Some ethics are situational but overall there is a standard ethical practice in financials. While these are rock solid and many enforceable by fines or imprisonment adherence becomes situational, that is some people on wall street have a lot of pull and can do massive damage by doing the wrong thing, however that doesn't stop them from doing said wrong thing as it turns a hell of a profit for them.
I tell my kids to hold on to what they have, but don't invest any more until their mortgages are paid off.
It's good advice. Playing the market should never be an all or nothing venture. I tell people if you wouldn't play blackjack with needed money or your kid's college fund then you likewise shouldn't play the market with that money.
As long as savings rates are so low, they are money ahead to rid themselves of all debt as soon as possible.
Very cool, they can always try their hands later if that is desired.
If I was advising others, I would say have some reserve no matter how poor the return, but my kids have an advantage, mom and dad can afford to back them up if things get beyond their control. One of them is doing very well, the other has medical bills for their oldest child that impacts their financial health.
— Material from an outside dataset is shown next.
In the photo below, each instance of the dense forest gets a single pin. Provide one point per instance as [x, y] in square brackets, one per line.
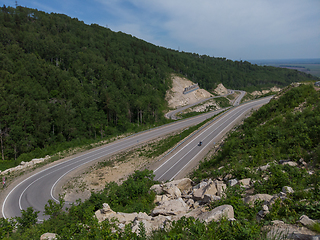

I remember you speaking of that a while back, hope things are getting better in that aspect. Health expenditures aren't a problem unless they hit you by surprise, hope they bounce back.

But my question is not about individual economics, it is about economics of communities. IMO, the issue isn't taxes, it is jobs, and that requires more consumers, more so than less taxes.
The two aren't necessarily exclusive. While it's true that more consumers is a great thing there has to be a hiring climate in which to create them. Depending on where the money taxed comes from like say.....a wealthy person who pays themselves last out of business profits that are likewise counted as their assets will take a heavy beating in that respect, when the business assets are also personal those tax losses eat away at the hiring budget and so it becomes a vicious cycle. This nets a loss of new or continual consumers within the market.
The truly rich upper class can afford to spend more, even after taxes.
It is true that after taxes they still have much more income than the lower pay rates, however if you give them even more money then the idea is that their investments and expenditures should grow even faster, which leads to more jobs created. I'm not exactly asking people to accept that trickle down theory works, but it is the only one that makes sense to me personally.
The truly poor lower class, with little or no discretionary income, is too likely to grow if we don't get them back to work...

In the meantime, I suspect the middle class will shrink until the economy turns around...
I want them working as well, for the exact same reasons of consumption and moving the money, the idea is to facilitate the most dynamic climate with the easist adaptation to rapid changes in the market.